The Great Famine

In today's history lesson, we learnt about a really difficult period in Irish history and an event that transformed Ireland.

It is also one of the reasons why the new President of America, Joe Biden, says he is Irish.

The great Famine or Gorta Mór is the name given to the Famine in Ireland between 1845 and 1852.

The Famine was caused by "the potato blight", a fungus-like organism which quickly destroyed the potatoes in Ireland, and throughout Europe.

Over one million people died and another million left the country as refugees in attempt to find a better life.

These people were escaping Ireland to find safety in countries such as Great Britain, Australia, Canada and the United States. This journey was very dangerous and many died on the journey, which is why some of the ships became known as Coffin Ships.

You can download the activity sheet here!

Agus as Gaeilge ANSEO!

Activity
There are many ways to remember the great Famine and one of the most powerful ways is through art. Múinteoir Clíona showed us how to make a beautiful tribute to the ships that brought Irish people to their new lives away from Ireland.

What you will need: Blank paper, colouring materials such as paint, markers or crayons. A black piece of card or paper, some glue and a scissors.

Step One
Take a blank page and divided it in half by drawing a line down the middle. On the top half, paint or colour in a lovely sunrise or sunset. On the bottom half, create the sea. If you using paint, let it dry.

Step Two
Cut out the shape of a ship and a face from the black card.It doesn't have to be black, you can colour in a blank piece of paper with any colour you like but a dark colour like black works best!

Step Three

After you cut out your shapes, glue them to the paper. Make sure it is dry if using paint. You can add your own shapes if you like, what about some nice birds in the sky?

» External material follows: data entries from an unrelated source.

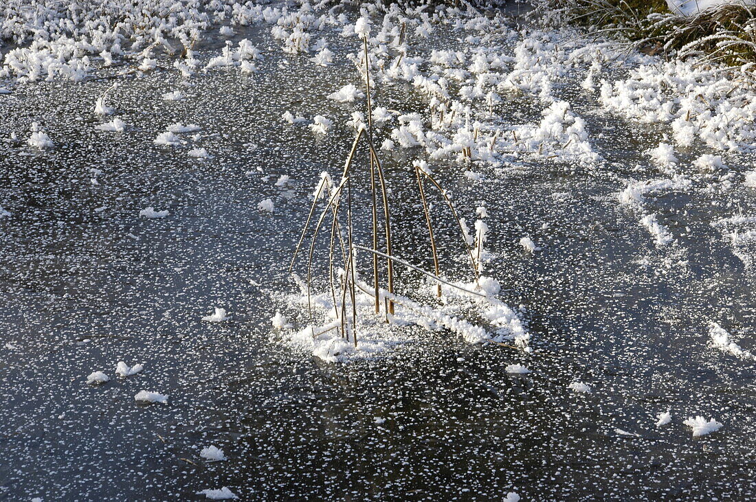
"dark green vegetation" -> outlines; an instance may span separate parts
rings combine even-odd
[[[662,0],[556,0],[536,12],[550,22],[587,26],[596,35],[614,35],[649,54],[696,56],[756,77],[756,7],[725,5],[684,17]]]

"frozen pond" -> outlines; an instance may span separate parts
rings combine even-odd
[[[428,38],[410,37],[407,57],[429,75],[434,50],[470,56],[496,45],[511,57],[540,39],[501,23],[510,29],[492,38],[439,23]],[[221,487],[243,500],[756,496],[756,189],[744,183],[756,156],[747,144],[676,145],[677,162],[660,168],[645,152],[673,143],[671,127],[623,115],[598,90],[647,63],[637,57],[604,62],[593,92],[584,85],[590,61],[578,61],[550,75],[550,101],[543,89],[500,92],[486,120],[470,119],[522,135],[550,103],[567,102],[590,155],[567,142],[466,164],[430,159],[423,146],[381,150],[395,254],[430,267],[411,168],[424,159],[471,225],[485,208],[485,273],[518,310],[532,351],[411,326],[380,353],[329,363],[282,340],[271,318],[305,322],[287,300],[297,289],[287,269],[318,175],[339,177],[355,136],[347,121],[366,112],[364,100],[327,97],[361,88],[347,57],[361,42],[324,27],[312,43],[327,41],[334,64],[320,66],[314,51],[283,52],[270,24],[234,29],[195,48],[200,66],[188,78],[161,55],[152,71],[114,65],[79,82],[0,79],[11,91],[0,95],[9,213],[0,217],[0,500],[200,500]],[[588,43],[562,36],[544,54],[564,60]],[[256,72],[202,71],[225,40],[235,48],[245,38],[263,57]],[[490,71],[517,63],[507,64]],[[114,115],[95,115],[114,82]],[[375,104],[432,120],[411,81],[375,85]],[[183,99],[163,97],[176,91]],[[286,112],[333,126],[318,135]],[[116,117],[122,132],[95,129]],[[33,122],[54,147],[27,143]],[[155,144],[177,122],[199,129]],[[200,148],[207,158],[190,156]],[[367,204],[367,177],[354,181],[355,205]],[[259,209],[265,199],[272,212]],[[140,216],[148,207],[169,214]],[[455,230],[439,220],[442,268],[469,281]],[[356,240],[369,245],[368,231],[358,223]],[[526,236],[540,249],[524,249]],[[397,274],[403,294],[419,288],[418,276]],[[231,318],[200,320],[215,307]],[[723,346],[712,323],[730,337]],[[116,377],[121,361],[144,370]],[[513,364],[531,372],[508,372]],[[110,381],[88,385],[96,371]],[[136,402],[141,390],[167,402]],[[671,422],[658,427],[668,411]],[[698,415],[723,426],[692,437],[683,420]],[[227,460],[200,457],[211,445]]]

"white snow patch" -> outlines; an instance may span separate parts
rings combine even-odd
[[[141,401],[143,402],[168,402],[168,396],[163,394],[160,394],[156,392],[152,392],[150,390],[140,390],[134,396],[135,401]]]
[[[507,366],[507,372],[513,374],[526,374],[530,373],[530,370],[522,365],[509,365]]]
[[[567,388],[570,390],[573,390],[576,393],[583,393],[584,394],[590,394],[593,392],[590,389],[590,386],[582,382],[572,382],[567,386]]]
[[[236,496],[236,494],[227,488],[225,486],[222,488],[220,490],[207,489],[197,491],[197,494],[204,495],[206,497],[212,500],[228,500],[239,498]]]
[[[257,203],[258,211],[265,211],[268,213],[273,212],[273,201],[270,199],[266,199],[264,201],[260,201]]]
[[[87,377],[87,383],[90,385],[104,383],[110,380],[110,377],[102,371],[92,371],[89,376]]]
[[[215,313],[205,316],[202,320],[207,322],[222,322],[231,319],[231,316],[227,316],[226,313],[225,309],[219,309],[216,306]]]
[[[123,361],[119,361],[116,365],[116,374],[119,377],[130,377],[132,374],[140,373],[144,368],[141,365],[134,365],[129,367]]]
[[[170,211],[169,211],[167,209],[165,209],[163,211],[155,211],[155,208],[153,208],[151,205],[147,206],[147,208],[144,208],[144,209],[139,211],[139,216],[144,216],[145,218],[151,218],[151,219],[164,218],[169,214],[170,214]]]
[[[202,448],[200,451],[200,456],[211,462],[218,462],[219,460],[226,460],[226,456],[223,453],[223,450],[212,445]]]
[[[689,417],[683,423],[693,430],[694,438],[699,436],[711,434],[719,430],[722,427],[722,424],[714,419],[712,418],[706,421],[706,419],[701,416],[697,416],[696,418]]]

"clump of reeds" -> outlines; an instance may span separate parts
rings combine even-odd
[[[417,183],[417,185],[418,199],[423,208],[423,217],[428,229],[429,248],[433,262],[433,273],[411,265],[407,261],[394,256],[392,254],[393,236],[392,234],[392,218],[389,205],[388,191],[386,189],[383,168],[373,142],[370,52],[367,47],[367,36],[364,37],[363,40],[364,58],[363,62],[364,68],[363,78],[367,96],[367,128],[361,128],[357,131],[357,135],[352,142],[352,148],[347,156],[340,181],[336,183],[327,174],[324,173],[321,174],[321,180],[313,194],[314,200],[312,205],[310,208],[309,214],[302,230],[299,243],[294,251],[290,267],[290,271],[292,271],[294,268],[296,257],[302,248],[309,230],[311,236],[310,237],[310,245],[307,256],[307,276],[306,280],[304,282],[304,288],[307,291],[308,309],[311,323],[313,314],[311,301],[311,288],[312,285],[313,261],[315,259],[316,241],[318,234],[324,227],[324,224],[327,220],[330,220],[330,236],[328,244],[327,273],[331,301],[339,321],[337,328],[339,329],[342,337],[347,340],[351,338],[355,346],[358,343],[356,290],[359,289],[363,293],[373,297],[375,300],[375,313],[380,315],[383,311],[385,320],[389,322],[390,316],[394,314],[395,303],[402,301],[401,297],[394,294],[395,263],[407,266],[430,277],[437,285],[435,294],[438,297],[442,296],[442,284],[462,289],[467,293],[485,296],[476,291],[466,290],[440,277],[440,266],[433,231],[433,221],[426,196],[426,190],[429,187],[438,192],[445,202],[445,205],[449,208],[452,217],[457,220],[461,232],[462,238],[460,240],[465,246],[466,253],[469,257],[471,269],[475,276],[476,282],[479,278],[478,263],[479,260],[476,260],[473,257],[472,249],[465,238],[464,223],[458,217],[445,190],[431,175],[430,172],[422,168],[420,165],[414,165],[414,172],[411,174],[412,178],[414,178],[411,183],[413,184]],[[352,180],[359,168],[355,159],[361,146],[363,147],[363,149],[367,149],[367,153],[365,172],[370,176],[370,205],[369,214],[355,212],[353,211],[355,208],[353,208],[352,205],[353,186]],[[320,209],[320,214],[317,217],[317,219],[315,219],[314,217],[318,210],[318,201],[321,199],[325,201],[325,206]],[[344,207],[345,205],[345,208]],[[372,242],[370,246],[361,245],[355,241],[354,226],[355,220],[358,219],[361,220],[364,217],[370,218],[371,223]],[[379,246],[379,241],[381,239],[383,241],[383,247]],[[358,275],[356,273],[358,265],[355,253],[358,250],[366,251],[371,255],[373,281],[369,288],[364,283],[361,282],[357,279]],[[340,260],[339,259],[339,257]],[[386,267],[384,269],[386,273],[382,281],[380,262],[383,260],[386,260]],[[334,265],[339,261],[341,262],[340,270],[334,272]],[[382,282],[386,285],[385,289],[382,289],[380,287]],[[381,304],[382,299],[383,305]],[[313,330],[313,336],[317,336],[314,330]]]

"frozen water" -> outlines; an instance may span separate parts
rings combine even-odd
[[[29,12],[60,11],[38,3]],[[166,26],[180,20],[175,32],[145,29],[132,42],[92,25],[76,47],[60,37],[48,45],[54,23],[42,29],[23,11],[11,25],[28,28],[20,51],[2,49],[0,86],[12,92],[0,96],[0,203],[10,213],[0,218],[0,495],[191,500],[229,486],[268,500],[753,498],[742,460],[756,437],[753,361],[729,350],[754,352],[751,88],[494,11],[392,11],[385,30],[372,15],[373,140],[395,253],[432,269],[407,176],[423,161],[473,248],[485,208],[481,286],[500,304],[454,299],[457,317],[488,337],[451,316],[385,331],[371,318],[380,350],[330,364],[311,338],[286,341],[310,322],[306,306],[289,301],[302,297],[287,268],[321,174],[338,183],[348,121],[359,112],[367,122],[354,29],[367,14],[225,2],[167,14],[176,3],[150,4]],[[234,34],[218,40],[222,23]],[[296,24],[309,26],[308,45],[302,33],[290,38]],[[327,45],[314,48],[320,38]],[[326,46],[321,66],[312,59]],[[230,64],[203,70],[217,57]],[[253,60],[257,71],[243,72]],[[115,115],[95,115],[114,80]],[[328,99],[350,84],[354,101]],[[281,119],[287,110],[294,123]],[[318,116],[327,134],[297,120]],[[96,129],[116,119],[128,127]],[[201,129],[171,132],[176,123]],[[34,132],[53,148],[29,144]],[[166,132],[175,144],[153,143]],[[662,143],[671,152],[649,153]],[[200,149],[212,159],[191,156]],[[364,149],[356,162],[352,204],[364,214]],[[457,223],[438,193],[429,197],[443,279],[469,285]],[[274,211],[259,211],[262,201]],[[170,217],[138,216],[156,204]],[[370,241],[369,220],[356,223],[358,242]],[[665,229],[672,240],[657,244]],[[544,248],[534,259],[524,236]],[[366,282],[368,261],[359,257]],[[432,281],[396,273],[398,294],[451,308]],[[233,322],[200,322],[215,305]],[[338,342],[319,353],[338,357]],[[113,377],[116,362],[138,361],[145,371]],[[531,372],[510,374],[513,362]],[[112,380],[85,385],[93,368]],[[578,378],[593,393],[568,390]],[[135,402],[142,389],[170,399]],[[665,410],[674,418],[657,427]],[[727,427],[692,440],[683,419],[699,414]],[[201,461],[196,445],[212,444],[231,460]]]

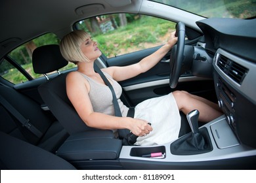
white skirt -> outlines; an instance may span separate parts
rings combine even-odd
[[[146,136],[139,137],[136,145],[157,145],[178,139],[181,116],[172,93],[138,104],[135,107],[134,118],[151,123],[153,128]]]

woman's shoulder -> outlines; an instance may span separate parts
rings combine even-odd
[[[88,91],[90,90],[90,84],[84,75],[78,71],[72,71],[68,74],[66,78],[67,87],[75,88],[81,86],[85,86]]]
[[[78,71],[72,71],[69,73],[66,78],[66,82],[84,82],[85,80],[85,80],[83,75]]]

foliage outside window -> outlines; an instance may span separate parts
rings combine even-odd
[[[46,44],[58,44],[59,42],[59,39],[54,34],[47,33],[20,46],[9,53],[8,56],[20,65],[33,78],[37,78],[43,76],[43,75],[35,74],[33,72],[32,65],[33,51],[37,47]],[[69,63],[61,70],[66,70],[74,67],[75,67],[75,65]],[[3,59],[2,62],[0,62],[0,75],[14,84],[28,81],[26,77],[6,59]]]
[[[207,18],[246,19],[256,16],[256,0],[150,0]]]
[[[175,23],[146,15],[115,14],[80,21],[75,27],[90,33],[102,53],[112,58],[165,43]]]

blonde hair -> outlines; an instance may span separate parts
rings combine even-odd
[[[60,42],[62,56],[68,61],[77,64],[78,61],[90,61],[80,49],[80,46],[91,35],[82,30],[75,30],[65,35]]]

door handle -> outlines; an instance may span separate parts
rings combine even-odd
[[[170,59],[161,59],[161,62],[162,62],[162,63],[169,63],[170,62]]]

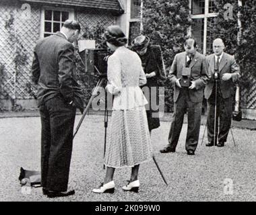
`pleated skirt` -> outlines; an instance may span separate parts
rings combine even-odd
[[[144,106],[113,110],[104,164],[121,168],[133,167],[152,158],[152,147]]]

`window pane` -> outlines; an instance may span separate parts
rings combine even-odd
[[[205,13],[205,0],[192,0],[191,13],[193,15]]]
[[[216,0],[209,0],[209,13],[216,13]]]
[[[44,32],[52,32],[52,24],[51,22],[44,22]]]
[[[129,34],[129,44],[131,44],[131,41],[140,34],[140,22],[130,22]]]
[[[139,18],[141,10],[141,0],[131,1],[131,18]]]
[[[61,11],[53,11],[53,20],[61,21]]]
[[[45,20],[52,20],[52,12],[53,11],[45,10],[44,11],[44,19]]]
[[[62,15],[62,18],[61,18],[62,22],[65,22],[69,19],[69,12],[62,11],[61,15]]]
[[[192,24],[192,34],[197,40],[198,51],[203,51],[203,19],[193,19]]]
[[[46,38],[47,36],[51,36],[51,34],[44,34],[44,38]]]
[[[53,24],[53,32],[59,32],[61,30],[61,24],[60,23],[54,23]]]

Now it is time to write the words from the song, Trasna na Ttonnta, around the border.

Trasna na Ttonnta

Irish version

Trasna na dtonnta, dul siar, dul siar,
Slán leis an uaigneas 'is slán leis an gcian;
Geal é mo chroí, agus geal í an ghrian,
Geal bheith ag filleadh go hÉirinn!

Chonaic mo dhóthain de Thíortha i gcéin,
Ór agus airgead, saibhreas an tsaoil,
Éiríonn an croí ‘nam le breacadh gach lae
‘S mé druidim le dúthaigh mo mhuintir!

Ar mo thriall siar ó éirigh mo chroí
An aimsir go hálainn is tonnta deas réidh
Stiúradh go díreach go dúthaigh mo chliabh
‘S bheidh mé in Éirinn amárach!

Muintir an Iarthair ‘siad cairde mo chroí,
Fáilte ‘is féile bheidh romham ar gach taobh.
Ar fhágaint an tsaoil seo, sé ghuidhim ar an Rí
Gur leosan a shinfear i gcill mé.

English version

Over the waves, going west, going west!
Good-bye to loneliness and to the distant remoteness;
Bright is my heart and bright is the sun,
Happy to be returning to Ireland!


I saw my fill of countries abroad,
Gold and silver, the wealth of the world,
My heart rises in me with the break of each day,
As I draw closer to the land of my people!

On my journey - oh! my heart rises!
The weather is beautiful and the waves are settled
Steering directly to land of my bosom
And I'll be in Ireland tomorrow!

People of the West, they're the friends of my heart,
Welcome and celebration awaits me on every side.
Leaving this life I pray to the Lord
That it's with them I'll be stretched in the graveyard!

The lasting impact of the great Famine

Did you know the new President of America has relatives from Co Mayo?

One of those who left Ireland during the great Famine was Edward Blewitt from Ballina, Co Mayo. He left Ireland in 1850 to take the perilous voyage across the Atlantic sea to America.

And do you know who Edward Blewitt's great-great-great grandson is? The new President of America, Joe Biden!

So even though the great Famine happened 170 years ago, it is something we should never forget and we can still see the effect of it today.

Laurita Blewitt, a cousin of US Presidential candidate Joe Biden, poses with a giant painting of him erected in his ancestral home of Ballina, Co Mayo in October 2020.